We've booked a reconnaissance trip to Ajijic this coming winter.

In a kind of snobby way, we hadn’t originally thought we’d would like this village because of the large number of ex-pats centered around here. But our experience walking around the pueblo revealed what seemed to be an amiable mix of locals and gringos, and the gringos we met were that rare breed—people with whom we actually enjoyed spending time. 

Moving to Mexico isn’t a new idea for us. For nearly a decade we have been spending a week or more each winter in a little fishing village near Puerto Vallarta. As our retirement became a near reality, we began toying with the idea of a move.

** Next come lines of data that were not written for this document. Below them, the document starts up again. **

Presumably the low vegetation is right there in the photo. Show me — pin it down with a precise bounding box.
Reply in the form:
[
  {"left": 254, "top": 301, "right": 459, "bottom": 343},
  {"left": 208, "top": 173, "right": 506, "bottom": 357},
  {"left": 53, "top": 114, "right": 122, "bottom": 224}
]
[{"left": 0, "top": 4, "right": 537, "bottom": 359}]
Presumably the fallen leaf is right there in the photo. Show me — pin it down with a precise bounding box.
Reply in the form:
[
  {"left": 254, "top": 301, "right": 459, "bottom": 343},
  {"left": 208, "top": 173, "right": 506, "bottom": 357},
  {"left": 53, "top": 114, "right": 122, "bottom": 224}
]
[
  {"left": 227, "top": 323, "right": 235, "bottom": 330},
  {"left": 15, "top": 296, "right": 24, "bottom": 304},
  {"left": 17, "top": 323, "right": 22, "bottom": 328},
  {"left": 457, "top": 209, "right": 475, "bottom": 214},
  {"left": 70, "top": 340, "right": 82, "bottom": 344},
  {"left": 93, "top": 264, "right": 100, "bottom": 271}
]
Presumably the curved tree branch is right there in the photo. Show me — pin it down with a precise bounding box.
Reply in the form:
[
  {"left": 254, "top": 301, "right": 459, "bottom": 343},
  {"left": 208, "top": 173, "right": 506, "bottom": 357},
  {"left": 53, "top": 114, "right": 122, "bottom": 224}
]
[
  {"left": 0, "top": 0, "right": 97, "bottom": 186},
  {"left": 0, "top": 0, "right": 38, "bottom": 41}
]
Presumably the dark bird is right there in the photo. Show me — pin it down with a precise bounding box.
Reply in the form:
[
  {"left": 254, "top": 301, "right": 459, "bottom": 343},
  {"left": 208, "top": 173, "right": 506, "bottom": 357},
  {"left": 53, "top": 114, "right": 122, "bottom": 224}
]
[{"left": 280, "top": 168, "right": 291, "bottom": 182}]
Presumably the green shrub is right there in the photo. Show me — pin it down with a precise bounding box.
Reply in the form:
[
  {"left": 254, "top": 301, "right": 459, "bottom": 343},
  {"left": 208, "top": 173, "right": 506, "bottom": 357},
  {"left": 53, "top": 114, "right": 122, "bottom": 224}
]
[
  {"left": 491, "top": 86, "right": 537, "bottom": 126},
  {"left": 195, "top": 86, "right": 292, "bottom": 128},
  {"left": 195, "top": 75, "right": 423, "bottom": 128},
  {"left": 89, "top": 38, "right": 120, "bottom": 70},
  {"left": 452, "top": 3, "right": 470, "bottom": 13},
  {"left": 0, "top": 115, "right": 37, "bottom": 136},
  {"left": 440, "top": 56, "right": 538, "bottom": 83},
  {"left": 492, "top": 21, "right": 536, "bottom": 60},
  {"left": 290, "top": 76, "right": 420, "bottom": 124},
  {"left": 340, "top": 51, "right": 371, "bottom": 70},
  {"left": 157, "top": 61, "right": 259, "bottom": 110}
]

Last year, when I finally pulled the plug (as a side note, “retired” in Spanish is the happy-sounding jubilado), we were able to extend our customary vacation to take in the entire month of January. 

Sun rising over Yelapa's little bay, from our balcony
Our idyl there was relaxing almost beyond belief, but returning from weeks of warm days fishing with a local friend and lazing in the sun on the patio above the bay, to month after month of cold, wet, dreary, north-of-the-border weather was brutal.

It isn’t just the weather, of course, that’s encouraged such a big move as this. We love the vibrant culture and friendly people we’ve come to know over the past seven years. We had previously thought of moving to live full-time in Guanajuato or perhaps San Miguel de Allende—old colonial cities in the central highlands. We visited Guanajuato several years ago and found it beautiful—magical, even—but socially impenetrable. 

And San Miguel has come to seem a bit too caro—both expensive, and whatever else a fair number of people with serious money bring to a place. We’d planned to check it out this winter to find out whether it was artful, or just arty, but after my sensible wife said she thought Chapala—or Ajijic—would be a welcoming place to move…well, I’m totally in with that.